Она посмотрела на зубную щетку и на полоску порошка, которым она мыла. Ванна была белой по сравнению с оставшимся серым порошком. Я видела, что она хотела выжать побольше из этой сделки, но её добрая натура победила.
– Ладно.
– Ю-ху! – Я не дала ей время передумать. Я помчалась искать всё необходимое, а потом вывела её на улицу. Мы захихикали после того, как набросили простыни, как призраки в Хэллоуин, но остановились, когда надели повязки, которые удерживали их на месте.
– Надо привязать наши колени друг к другу, – предложила Сефи.
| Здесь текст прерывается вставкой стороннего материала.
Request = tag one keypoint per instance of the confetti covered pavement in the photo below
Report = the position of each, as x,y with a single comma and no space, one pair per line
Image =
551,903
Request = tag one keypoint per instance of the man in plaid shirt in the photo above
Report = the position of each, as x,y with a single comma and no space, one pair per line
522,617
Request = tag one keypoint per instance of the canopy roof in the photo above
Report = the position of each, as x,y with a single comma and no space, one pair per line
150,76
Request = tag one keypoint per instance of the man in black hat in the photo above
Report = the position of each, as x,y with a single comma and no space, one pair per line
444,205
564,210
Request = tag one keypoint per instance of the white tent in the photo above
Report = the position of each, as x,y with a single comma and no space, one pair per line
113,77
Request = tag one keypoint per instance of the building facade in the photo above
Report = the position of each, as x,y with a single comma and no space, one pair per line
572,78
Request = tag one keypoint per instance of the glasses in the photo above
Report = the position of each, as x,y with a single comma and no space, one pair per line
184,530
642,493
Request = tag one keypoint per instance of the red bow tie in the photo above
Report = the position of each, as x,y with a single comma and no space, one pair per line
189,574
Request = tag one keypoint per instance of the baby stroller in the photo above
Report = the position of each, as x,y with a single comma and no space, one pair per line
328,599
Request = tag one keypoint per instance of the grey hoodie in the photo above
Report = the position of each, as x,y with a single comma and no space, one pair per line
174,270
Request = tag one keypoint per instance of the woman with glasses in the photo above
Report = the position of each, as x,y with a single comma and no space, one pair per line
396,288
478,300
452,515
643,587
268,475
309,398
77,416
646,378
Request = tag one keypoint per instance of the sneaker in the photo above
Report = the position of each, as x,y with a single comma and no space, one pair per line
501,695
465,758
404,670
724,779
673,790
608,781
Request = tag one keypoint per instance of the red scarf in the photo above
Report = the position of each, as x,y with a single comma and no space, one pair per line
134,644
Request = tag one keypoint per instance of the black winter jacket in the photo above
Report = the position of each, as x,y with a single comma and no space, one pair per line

Тогда я и поняла, что она полностью в деле. Связка на коленках была самой сложной. Тогда нам нужно было договариваться о каждом шаге, чтобы не свалиться, как мешок с картошкой. Я позволила Сефи завязать узел. У неё это лучше получалось, чем у меня.
– Эй, – сказала я, пока она обматывала верёвку вокруг моей коленки. – Мне правда кажется, что Уэйн в тебя втюрился. Он спрашивал про тебя позавчера. Я забыла сказать.
Я не видела её лица, но я знала, что она улыбалась.
– Что он спросил?
– Какой твой любимый цвет.
По дерганью веревки я поняла, что она обмотала и свою коленку. Дурашка залез под мою простыню, и я его оттолкнула.
– Как думаешь, на него напал Растлитель Честер, как на Краба? – спросила Сефи.
Унижение и страх, которые я испытала, когда Краб загнал меня в угол в оркестровой, вернулись, обернувшись вокруг моих ребер, как слишком тугая веревка.
– Я думаю, что папа может знать. Мне кажется, он уже говорил об этом с сержантом Бауэром. Не хочешь помочь мне потом порыться в его вещах?
– А что мы будем искать?
Я пожала плечами под простыней.
– Не знаю. – Я вспомнила слова мамы о том, что напавший на Краба был в маске. – Улики, наверное. Например, может, Бауэр дал папе копию полицейского отчета и там написаны имена пострадавших мальчиков и что с ними случилось?
Мы какое-то время молчали.
– Ты правда думаешь, что я нравлюсь Уэйну? – тихо спросила она.
– А чему тут не нравиться? – Я стряхнула с себя тревогу и шагнула вперёд, проверяя узел. Сефи скользнула со мной безо всяких слов. – Только кроме храпа. И воняешь ты, как ослиха. Но в остальном…
– Я не храплю.
Теперь мы почти бежали, держа руки перед собой, и мою кожу покалывало от предвкушения столкновения. Кошеная лужайка уступила место густой траве и хрустящим палочкам на опушке леса. Мы направились в лес, запах тайн и гниющих листьев становился все сильнее, вместе с тем как воздух – прохладнее.
– И к тому же, ты пахнешь, как сестра ослихи, – закончила Сефи.
Я засмеялась, и она тоже.
– Дерево! – предупредила я, когда моя рука встретилась с прочным стволом. Мы обе двинулись вправо, слегка ударяясь друг об друга.
– Ещё одно дерево! – захихикала Сефи и споткнулась.
Я поймала её за руку до того, как она упала.
– Эй, Сефи. Мне кажется, мама с папой нормально воспримут, что ты хочешь быть парикмахершей. ― Конечно, это не так. Но мне было хорошо, и я хотела поделиться этим чувством.
– Ты так думаешь?
– Определённо. – Мы молча хрустели нескольких минут. Когда под нами появилась узкая прогалина, мы обе упали в неё. Мой локоть задел что-то острое, когда я рухнула на землю.